What is the human psyche beyond its subconscious processing of bits of sensory data? What is creativity? Is the concept of an individual soul a constructed illusion? Endless Intervals offers a crucial perspective to such perplexing posthuman questions: the interval makes the world. Embracing the interval, those discontinuities that underpin both human experience and machine operations, may be key to retaining a sense of humanity in the face of increasingly human-like machines. Artists, in particular, could use AI to explore startling new forms of assemblage, not only emphasizing the human role in constructing meaning from fragmented parts but also revealing how humanity itself is intricately intertwined with dynamic biological and technological processes.

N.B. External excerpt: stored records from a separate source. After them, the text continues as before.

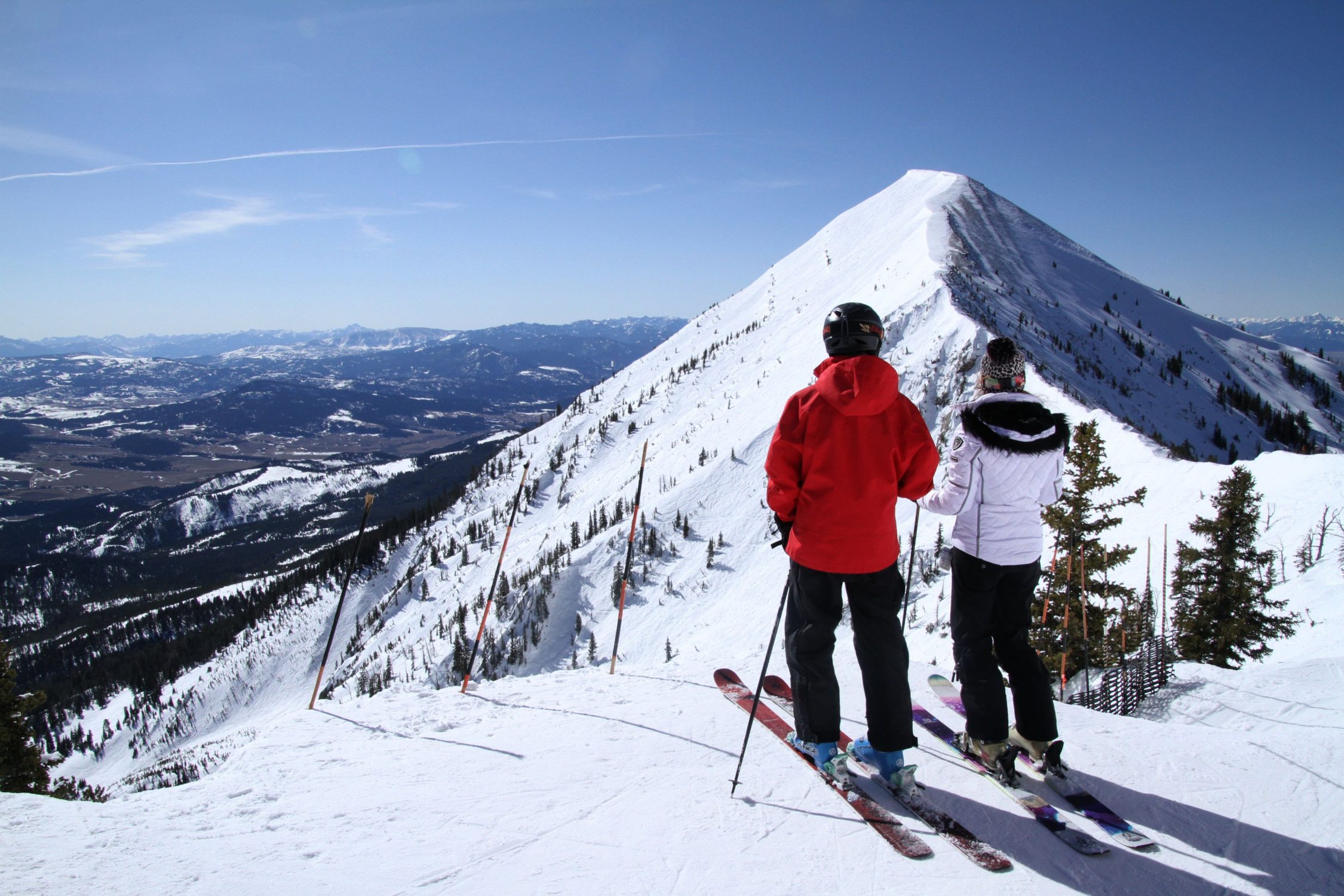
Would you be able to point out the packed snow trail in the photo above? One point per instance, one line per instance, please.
(576, 782)
(622, 778)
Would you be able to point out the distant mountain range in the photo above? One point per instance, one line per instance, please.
(1312, 332)
(205, 344)
(312, 343)
(74, 425)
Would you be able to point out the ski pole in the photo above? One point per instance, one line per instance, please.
(756, 700)
(630, 555)
(354, 560)
(910, 573)
(490, 600)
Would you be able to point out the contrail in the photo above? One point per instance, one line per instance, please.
(332, 151)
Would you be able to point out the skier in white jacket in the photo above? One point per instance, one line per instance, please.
(1004, 467)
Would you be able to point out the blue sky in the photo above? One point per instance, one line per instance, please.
(633, 158)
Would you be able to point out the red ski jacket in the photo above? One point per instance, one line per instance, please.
(845, 449)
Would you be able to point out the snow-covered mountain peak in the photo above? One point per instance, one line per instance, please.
(945, 261)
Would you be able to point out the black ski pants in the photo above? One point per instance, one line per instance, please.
(991, 617)
(809, 640)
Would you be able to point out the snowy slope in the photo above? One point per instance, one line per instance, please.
(588, 759)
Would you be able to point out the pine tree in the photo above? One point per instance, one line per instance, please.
(1079, 520)
(22, 766)
(1223, 613)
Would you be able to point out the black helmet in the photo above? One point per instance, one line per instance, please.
(852, 330)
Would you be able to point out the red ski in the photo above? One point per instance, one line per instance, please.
(904, 840)
(945, 825)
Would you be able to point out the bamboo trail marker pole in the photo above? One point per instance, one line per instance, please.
(1054, 581)
(490, 600)
(1148, 587)
(756, 702)
(912, 570)
(1164, 589)
(1082, 605)
(1063, 655)
(630, 555)
(354, 562)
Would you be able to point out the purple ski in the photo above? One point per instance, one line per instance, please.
(1082, 801)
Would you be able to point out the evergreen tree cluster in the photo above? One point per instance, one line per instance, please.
(1223, 613)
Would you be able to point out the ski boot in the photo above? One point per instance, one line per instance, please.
(829, 758)
(1045, 754)
(889, 763)
(996, 755)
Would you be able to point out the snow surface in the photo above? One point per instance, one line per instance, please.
(567, 781)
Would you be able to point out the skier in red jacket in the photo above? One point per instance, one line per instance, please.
(845, 450)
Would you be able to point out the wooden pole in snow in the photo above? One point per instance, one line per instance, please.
(910, 573)
(1164, 589)
(630, 555)
(354, 560)
(490, 600)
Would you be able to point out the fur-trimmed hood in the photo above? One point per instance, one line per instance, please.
(1015, 422)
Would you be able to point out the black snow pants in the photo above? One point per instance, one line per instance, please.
(809, 640)
(991, 616)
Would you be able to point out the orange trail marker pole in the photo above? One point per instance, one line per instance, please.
(630, 555)
(1082, 605)
(369, 503)
(490, 600)
(1164, 587)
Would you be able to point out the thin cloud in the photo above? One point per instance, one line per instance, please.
(336, 151)
(375, 235)
(42, 144)
(128, 247)
(627, 194)
(753, 186)
(536, 194)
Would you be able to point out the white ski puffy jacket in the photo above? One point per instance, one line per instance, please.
(1006, 465)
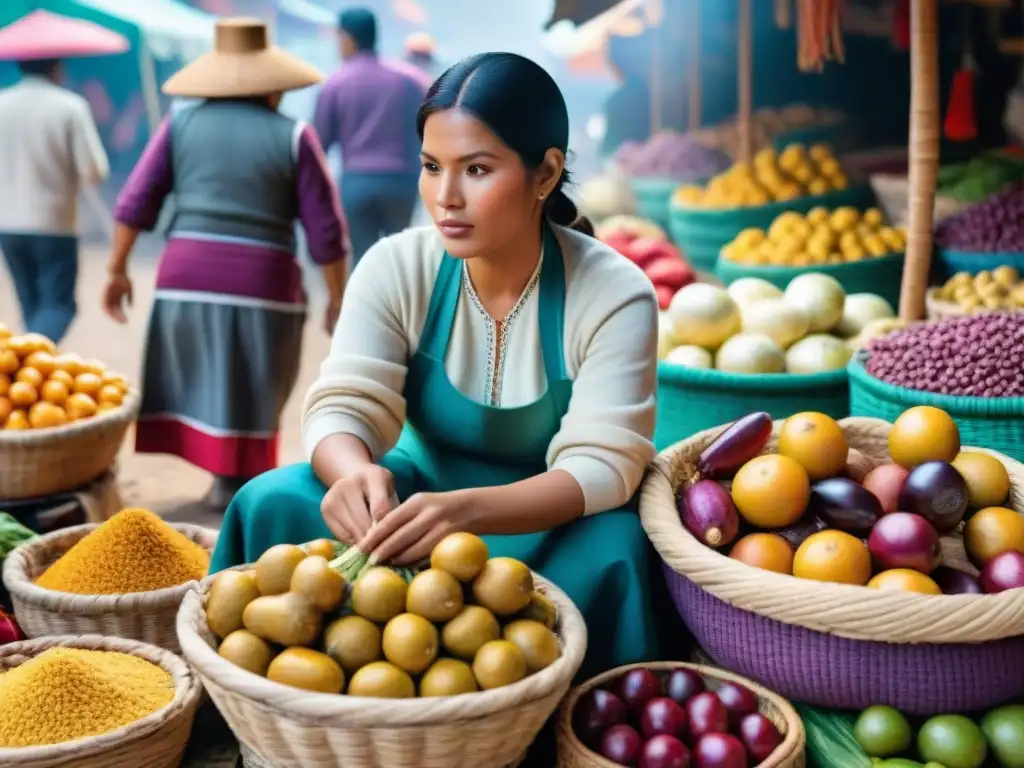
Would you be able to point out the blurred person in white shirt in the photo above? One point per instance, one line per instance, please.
(49, 148)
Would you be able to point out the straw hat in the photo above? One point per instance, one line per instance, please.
(242, 64)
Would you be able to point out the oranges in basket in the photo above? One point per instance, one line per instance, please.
(41, 388)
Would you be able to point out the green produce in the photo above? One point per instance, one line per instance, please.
(953, 740)
(1004, 728)
(883, 731)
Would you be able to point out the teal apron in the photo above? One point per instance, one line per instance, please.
(450, 442)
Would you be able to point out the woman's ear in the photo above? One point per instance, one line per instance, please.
(550, 171)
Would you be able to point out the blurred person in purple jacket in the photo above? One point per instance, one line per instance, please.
(225, 332)
(368, 110)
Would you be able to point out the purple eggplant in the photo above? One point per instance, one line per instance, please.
(843, 504)
(708, 512)
(737, 444)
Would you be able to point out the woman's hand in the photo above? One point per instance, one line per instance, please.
(355, 502)
(409, 532)
(118, 292)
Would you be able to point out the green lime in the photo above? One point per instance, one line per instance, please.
(882, 731)
(953, 740)
(1004, 727)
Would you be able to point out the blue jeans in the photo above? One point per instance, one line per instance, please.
(44, 268)
(376, 205)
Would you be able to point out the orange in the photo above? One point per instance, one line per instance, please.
(110, 393)
(8, 361)
(45, 415)
(833, 556)
(42, 361)
(64, 377)
(924, 433)
(904, 580)
(23, 394)
(54, 391)
(17, 420)
(88, 383)
(30, 376)
(991, 531)
(80, 406)
(817, 441)
(771, 491)
(765, 551)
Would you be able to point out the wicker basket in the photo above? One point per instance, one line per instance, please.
(571, 753)
(830, 644)
(291, 728)
(691, 399)
(158, 740)
(996, 423)
(45, 462)
(146, 616)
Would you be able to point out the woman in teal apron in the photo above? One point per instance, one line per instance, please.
(548, 480)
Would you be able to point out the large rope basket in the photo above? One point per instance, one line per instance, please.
(832, 644)
(146, 616)
(46, 462)
(285, 727)
(790, 754)
(158, 740)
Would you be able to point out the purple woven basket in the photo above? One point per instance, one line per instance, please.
(806, 666)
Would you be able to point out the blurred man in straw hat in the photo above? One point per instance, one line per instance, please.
(225, 333)
(368, 110)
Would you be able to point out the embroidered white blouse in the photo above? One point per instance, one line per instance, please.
(610, 346)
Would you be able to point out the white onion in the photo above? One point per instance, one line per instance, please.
(820, 296)
(748, 290)
(751, 353)
(690, 356)
(817, 353)
(704, 314)
(774, 317)
(859, 309)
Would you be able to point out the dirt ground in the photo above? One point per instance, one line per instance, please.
(163, 483)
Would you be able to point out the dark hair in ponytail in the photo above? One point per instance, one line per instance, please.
(519, 101)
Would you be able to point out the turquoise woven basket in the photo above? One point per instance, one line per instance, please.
(654, 198)
(881, 275)
(691, 399)
(702, 231)
(994, 423)
(948, 262)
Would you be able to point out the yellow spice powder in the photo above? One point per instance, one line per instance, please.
(69, 693)
(134, 551)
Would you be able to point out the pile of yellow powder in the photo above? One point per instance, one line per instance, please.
(69, 693)
(134, 551)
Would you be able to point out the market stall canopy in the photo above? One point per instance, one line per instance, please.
(45, 35)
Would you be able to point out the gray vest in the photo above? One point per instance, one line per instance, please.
(235, 172)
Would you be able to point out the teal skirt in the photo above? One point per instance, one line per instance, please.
(603, 562)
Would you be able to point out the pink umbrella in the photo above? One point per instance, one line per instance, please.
(45, 35)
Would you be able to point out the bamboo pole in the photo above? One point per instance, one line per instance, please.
(924, 160)
(696, 97)
(744, 123)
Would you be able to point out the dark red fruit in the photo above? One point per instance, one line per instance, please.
(682, 685)
(621, 743)
(637, 687)
(760, 736)
(707, 714)
(665, 752)
(739, 701)
(663, 716)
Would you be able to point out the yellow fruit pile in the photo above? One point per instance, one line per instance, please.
(771, 177)
(999, 289)
(40, 388)
(821, 237)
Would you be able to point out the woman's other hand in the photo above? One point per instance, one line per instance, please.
(355, 502)
(116, 295)
(410, 531)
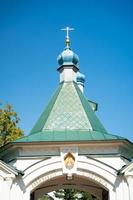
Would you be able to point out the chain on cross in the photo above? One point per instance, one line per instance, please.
(67, 29)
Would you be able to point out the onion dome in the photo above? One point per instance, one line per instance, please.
(80, 78)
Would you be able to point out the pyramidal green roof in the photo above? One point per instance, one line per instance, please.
(68, 117)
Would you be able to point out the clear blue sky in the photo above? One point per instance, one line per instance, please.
(30, 40)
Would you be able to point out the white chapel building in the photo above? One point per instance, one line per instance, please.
(68, 147)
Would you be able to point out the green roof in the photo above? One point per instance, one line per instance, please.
(68, 117)
(68, 136)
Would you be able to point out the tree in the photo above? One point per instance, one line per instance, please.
(46, 197)
(73, 194)
(9, 129)
(66, 194)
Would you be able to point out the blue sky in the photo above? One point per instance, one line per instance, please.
(30, 41)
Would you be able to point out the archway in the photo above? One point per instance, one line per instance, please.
(77, 182)
(91, 176)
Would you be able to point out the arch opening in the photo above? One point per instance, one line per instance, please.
(78, 183)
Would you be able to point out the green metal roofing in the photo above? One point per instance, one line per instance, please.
(68, 117)
(68, 136)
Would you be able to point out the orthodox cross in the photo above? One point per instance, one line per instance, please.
(67, 29)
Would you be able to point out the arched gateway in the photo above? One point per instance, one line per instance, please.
(68, 147)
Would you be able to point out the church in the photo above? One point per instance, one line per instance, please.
(68, 147)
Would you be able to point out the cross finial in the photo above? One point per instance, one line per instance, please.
(67, 29)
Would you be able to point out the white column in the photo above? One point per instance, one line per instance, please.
(112, 195)
(130, 184)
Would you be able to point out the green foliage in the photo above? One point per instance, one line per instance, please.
(46, 197)
(73, 194)
(66, 194)
(9, 129)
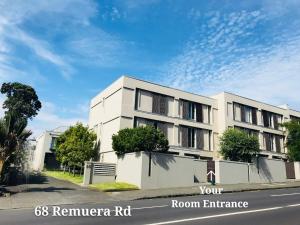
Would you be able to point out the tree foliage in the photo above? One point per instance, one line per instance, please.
(293, 139)
(76, 145)
(236, 145)
(139, 139)
(13, 136)
(21, 99)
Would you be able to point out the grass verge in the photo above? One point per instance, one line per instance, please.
(77, 179)
(114, 186)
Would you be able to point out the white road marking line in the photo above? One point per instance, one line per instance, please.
(151, 207)
(278, 195)
(146, 207)
(222, 215)
(294, 205)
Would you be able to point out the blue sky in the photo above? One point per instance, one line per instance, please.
(70, 50)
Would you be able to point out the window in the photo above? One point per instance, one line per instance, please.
(244, 113)
(191, 137)
(159, 104)
(294, 118)
(195, 138)
(195, 111)
(273, 142)
(248, 131)
(191, 111)
(138, 122)
(271, 120)
(269, 141)
(53, 143)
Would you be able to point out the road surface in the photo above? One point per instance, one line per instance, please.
(270, 207)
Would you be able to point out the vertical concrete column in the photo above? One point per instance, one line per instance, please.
(176, 108)
(176, 135)
(297, 170)
(259, 117)
(87, 175)
(217, 172)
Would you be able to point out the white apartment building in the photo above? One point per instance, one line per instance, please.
(191, 122)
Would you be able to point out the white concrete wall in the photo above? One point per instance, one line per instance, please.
(166, 170)
(297, 170)
(265, 171)
(129, 169)
(229, 172)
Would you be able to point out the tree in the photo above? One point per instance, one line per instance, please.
(21, 99)
(293, 139)
(139, 139)
(237, 145)
(76, 145)
(13, 136)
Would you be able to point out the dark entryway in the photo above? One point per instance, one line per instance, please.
(290, 170)
(210, 167)
(50, 161)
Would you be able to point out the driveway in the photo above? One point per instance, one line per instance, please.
(42, 190)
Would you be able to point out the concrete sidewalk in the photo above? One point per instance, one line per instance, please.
(57, 192)
(50, 191)
(189, 191)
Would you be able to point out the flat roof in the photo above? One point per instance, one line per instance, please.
(177, 89)
(259, 101)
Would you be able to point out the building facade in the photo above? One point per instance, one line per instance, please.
(192, 123)
(43, 155)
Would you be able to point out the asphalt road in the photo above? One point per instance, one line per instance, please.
(270, 207)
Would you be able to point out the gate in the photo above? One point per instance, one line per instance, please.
(211, 169)
(290, 170)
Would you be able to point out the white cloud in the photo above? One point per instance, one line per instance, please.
(230, 58)
(133, 4)
(14, 14)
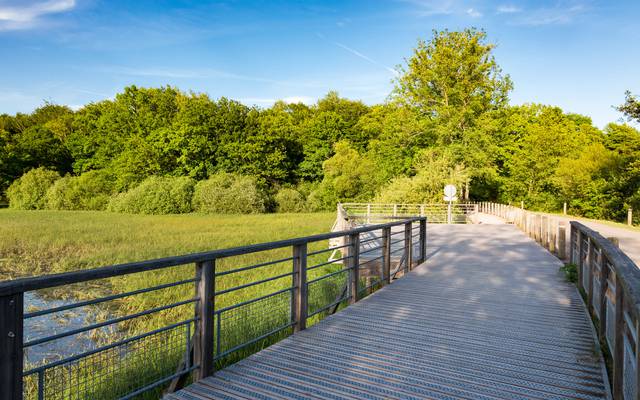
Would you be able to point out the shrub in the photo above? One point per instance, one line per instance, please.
(156, 195)
(89, 191)
(28, 192)
(290, 200)
(225, 193)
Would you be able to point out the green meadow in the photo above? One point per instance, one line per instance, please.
(43, 242)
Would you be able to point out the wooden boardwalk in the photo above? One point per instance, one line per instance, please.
(488, 316)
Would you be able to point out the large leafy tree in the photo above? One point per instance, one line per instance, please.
(631, 106)
(453, 79)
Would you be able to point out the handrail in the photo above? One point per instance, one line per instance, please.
(608, 279)
(438, 212)
(612, 294)
(232, 310)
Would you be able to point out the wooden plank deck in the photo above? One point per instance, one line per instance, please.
(488, 316)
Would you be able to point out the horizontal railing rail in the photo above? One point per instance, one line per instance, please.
(436, 212)
(151, 325)
(608, 279)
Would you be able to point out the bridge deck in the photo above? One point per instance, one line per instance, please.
(487, 317)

Such artistic practices could serve as a lens to examine the interplay between the organic and the synthetic, encouraging reflection on how these processes shape identity, creativity, and perception. How novelty will manifest in emerging forms of Al art remains an open and compelling question. By positioning the interval as central to both artistic and pedagogical practices, generative AI offers an opportunity to reinvigorate the spirit of Bildung—not as a static process of self-realization, but as an ongoing negotiation with the biological, semiotic, mechanical and synthetic processes of a cosmos. This perspective acknowledges that the human self is not separate from these systems but emerges through their interplay, creating infinite possibilities for understanding and creativity. This approach underscores a fundamental truth: all signification—whether in cinema, text, or AI-generated media—is built on structured absences and discontinuities, along with acts of the imagination that fill in the gaps. It is intervals all the way down, and it is human consciousness that continuously stitches the world back together.
Works Cited:
Epstein, Jean. The Intelligence of a Machine. Translated by Christophe Wall-Romana, Univocal Publishing, 2014.
Kirkwood, Jeffrey West. Endless Intervals: Cinema, Psychology, and Semiotechnics around 1900. University of Minnesota Press, 2022.